Cuba tightens controls on self-employed workers
HAVANA, July 6 (Reuters) - Cuba's communist government has tightened official supervision and control of self-employed workers, increasing the state's bureaucratic squeeze on the island's very small private sector.
The tougher rules, outlined on Monday in an official newspaper, appeared to be a continuation of what critics say is an ideologically-inspired offensive by the authorities against Cuba's self-employed workers, whose numbers have dropped to around 154,000 from more than 200,000 three years ago.
Changes to existing regulations cited by the trade union daily Trabajadores included an effective increase in taxes for self-employed private workers earning hard currency.
The new rules required private workers who earn any hard currency to pay all of their taxes in convertible currency.
Previously they had only been required to pay 75 percent of their monthly tax quota in hard currency. Self-employed workers earning in Cuban pesos would continue to pay taxes in pesos.
Trabajadores, citing official figures, said only around 1,300 self-employed workers were registered as operating in hard currency, the majority of them in Havana.
The tightened legislation, which came into effect in recent weeks, included strict regulations for registering self-employed workers in 157 categories of trades, crafts and services, including the running of home restaurants known as "paladares"
They included requirements for government labour officials to question aspiring self-employed workers about where they intended to obtain the raw materials to practice their trade, and where they had obtained the tools and equipment to do so.
Inspectors were also told to refuse self-employment licenses to jobless, able workers if employment in the state sector was available for them in their region.
The government, citing Cuba's constitutional identity as a socialist state, has defended its actions, saying there is a need to order and regulate the self-employed private sector and to prevent the illegal use and diversion of state-owned resources.
Authorities say private self-employed workers earn much more than the average state worker and argue that this income difference should be offset by taxes.
The government's decision to open up and expand the self- employed sector in late 1993 was initially interpreted as a clear sign that communist-ruled Cuba was moving toward a more market-orientated economy.
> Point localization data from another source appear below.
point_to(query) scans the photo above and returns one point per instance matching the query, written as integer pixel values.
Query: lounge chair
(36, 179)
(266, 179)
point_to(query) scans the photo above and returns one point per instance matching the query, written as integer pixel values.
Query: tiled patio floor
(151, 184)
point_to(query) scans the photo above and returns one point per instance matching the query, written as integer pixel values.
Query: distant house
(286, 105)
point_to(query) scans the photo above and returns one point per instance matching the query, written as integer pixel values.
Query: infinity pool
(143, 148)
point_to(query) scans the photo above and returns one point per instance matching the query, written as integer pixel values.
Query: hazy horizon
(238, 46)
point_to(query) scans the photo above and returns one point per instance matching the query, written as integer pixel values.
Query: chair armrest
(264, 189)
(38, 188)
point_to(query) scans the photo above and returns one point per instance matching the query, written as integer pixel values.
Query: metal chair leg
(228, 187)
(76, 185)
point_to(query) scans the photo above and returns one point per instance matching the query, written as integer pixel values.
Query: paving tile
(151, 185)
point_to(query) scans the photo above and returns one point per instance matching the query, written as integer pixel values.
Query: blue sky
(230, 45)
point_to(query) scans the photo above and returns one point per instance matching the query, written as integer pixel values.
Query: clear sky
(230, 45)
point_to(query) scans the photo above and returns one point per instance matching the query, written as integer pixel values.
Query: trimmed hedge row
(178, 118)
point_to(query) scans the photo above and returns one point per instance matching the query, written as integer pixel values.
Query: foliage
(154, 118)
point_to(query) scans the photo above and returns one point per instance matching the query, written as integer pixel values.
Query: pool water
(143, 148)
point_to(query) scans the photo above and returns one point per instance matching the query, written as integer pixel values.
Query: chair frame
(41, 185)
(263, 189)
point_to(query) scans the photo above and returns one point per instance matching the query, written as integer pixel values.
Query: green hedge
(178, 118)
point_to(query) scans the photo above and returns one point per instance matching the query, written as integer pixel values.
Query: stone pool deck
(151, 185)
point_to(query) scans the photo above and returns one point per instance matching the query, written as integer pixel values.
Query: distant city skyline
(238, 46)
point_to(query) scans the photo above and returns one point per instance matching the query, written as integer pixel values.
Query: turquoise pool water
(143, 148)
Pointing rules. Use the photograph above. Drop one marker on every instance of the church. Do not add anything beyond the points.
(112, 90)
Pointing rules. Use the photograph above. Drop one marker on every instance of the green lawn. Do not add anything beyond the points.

But since then, many foreign analysts have expressed disappointment at the barrage of regulations and taxes imposed by the authorities on the sector.
The latest regulations specifically tightened restrictions on a number of legal self-employed activities.
For example, carpenters, furniture-makers, upholsterers and mattress-makers were allowed to carry out repairs and take orders for work from individuals, but were prohibited from forming associations for "production and commercialization."
Self-employed computer programmers were banned from teaching this activity or offering word-processing services.